Wie sehen die Pläne für die Zukunft aus? Wirst du nächste Saison weiterfahren und den Titel verteidigen wollen?


„Klar werde ich weiterfahren und versuchen, die Fahrer und Konstrukteurs Weltmeisterschaft zu verteidigen.“


Um mal auf das Team zu sprechen zu kommen. Wie zufrieden bist du mit der Leistung deines Teams „Dallara Racing“, welches auch erfolgreich den Konstrukteurs-Titel gewonnen hat?


„Sehr zufrieden. Der Konstrukteurs-Titel ist mir zwar nicht so viel Wert wie der Fahrertitel, doch natürlich ist es schön den Konstrukteurs-Titel auch noch zu gewinnen. Mit der Leistung des Teams bin ich sehr zufrieden, da Canyon mit der Ausnahme von zwei Rennen gepunktet hat und somit die Konstanz im Team gegeben ist.“


Dein Teamkollege Canyon war jetzt keine Gefahr für dich und den WM-Titel. Daher war die Struktur im Team klar geregelt. Welchen Vorteil hatte diese klare Struktur?

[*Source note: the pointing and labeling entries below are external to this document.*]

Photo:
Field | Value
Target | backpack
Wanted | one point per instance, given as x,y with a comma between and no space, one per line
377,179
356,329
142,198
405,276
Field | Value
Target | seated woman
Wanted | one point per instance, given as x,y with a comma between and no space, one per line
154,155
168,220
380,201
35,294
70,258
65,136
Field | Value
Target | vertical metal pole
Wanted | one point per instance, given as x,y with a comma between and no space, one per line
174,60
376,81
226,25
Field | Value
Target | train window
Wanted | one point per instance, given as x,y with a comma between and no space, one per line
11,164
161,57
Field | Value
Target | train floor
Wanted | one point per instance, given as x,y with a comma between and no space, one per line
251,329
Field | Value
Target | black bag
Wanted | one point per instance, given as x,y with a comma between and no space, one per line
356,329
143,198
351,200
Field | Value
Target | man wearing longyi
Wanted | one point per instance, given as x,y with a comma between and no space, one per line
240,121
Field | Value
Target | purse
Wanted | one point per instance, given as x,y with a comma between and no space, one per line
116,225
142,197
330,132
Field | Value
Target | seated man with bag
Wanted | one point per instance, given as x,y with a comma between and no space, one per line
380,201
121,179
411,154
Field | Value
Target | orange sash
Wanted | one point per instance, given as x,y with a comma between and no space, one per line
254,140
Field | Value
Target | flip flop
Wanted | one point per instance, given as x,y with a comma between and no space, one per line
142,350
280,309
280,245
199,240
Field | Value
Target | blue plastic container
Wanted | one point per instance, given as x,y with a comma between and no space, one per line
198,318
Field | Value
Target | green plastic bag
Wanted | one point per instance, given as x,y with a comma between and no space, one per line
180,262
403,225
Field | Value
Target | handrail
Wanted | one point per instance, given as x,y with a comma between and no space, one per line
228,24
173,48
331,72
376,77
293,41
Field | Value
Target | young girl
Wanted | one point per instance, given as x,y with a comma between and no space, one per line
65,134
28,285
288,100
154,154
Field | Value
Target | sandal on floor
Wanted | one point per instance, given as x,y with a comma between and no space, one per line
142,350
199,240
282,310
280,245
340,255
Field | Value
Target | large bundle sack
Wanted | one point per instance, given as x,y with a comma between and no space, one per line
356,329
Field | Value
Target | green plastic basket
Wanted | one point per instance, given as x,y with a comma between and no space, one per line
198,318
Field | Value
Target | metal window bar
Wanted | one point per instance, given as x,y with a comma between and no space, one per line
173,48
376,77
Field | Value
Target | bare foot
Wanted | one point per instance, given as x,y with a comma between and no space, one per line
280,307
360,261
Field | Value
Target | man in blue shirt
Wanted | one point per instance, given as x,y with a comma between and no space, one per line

„Das Hauptproblem mit schnellen Teamkollegen ist, dass sie dir bei den Boxenstopps im Wege stehen und dir somit unbeabsichtigt dein Rennen zerstören. Canyon hat mich nie aufgehalten und mir sogar in manchen Rennen geholfen und somit bin ich mit diesen Verhältnissen im Team sehr zufrieden.“


Kannst du uns schon was zur Zusammensetzung des Teams in der nächsten Saison sagen? Wird das Team „Dallara Racing“ so Bestand haben oder sich ändern?


„Das Team wird genau so wie diese Saison auch in der nächsten Saison antreten und wieder den Weltmeistertitel gewinnen“


Eine letzte Frage noch: Wie sieht jetzt dein Urlaub bis zur neuen Saison aus?


„Sonne und Bier“


Ich bedanke mich sehr für deine Zeit und wünsche dir für die kommende Saison viel Erfolg, aber erstmal einen schönen Urlaub.


Damit verabschieden wir uns wieder aus der Redaktion. Ich wünsche euch eine schöne Saisonpause.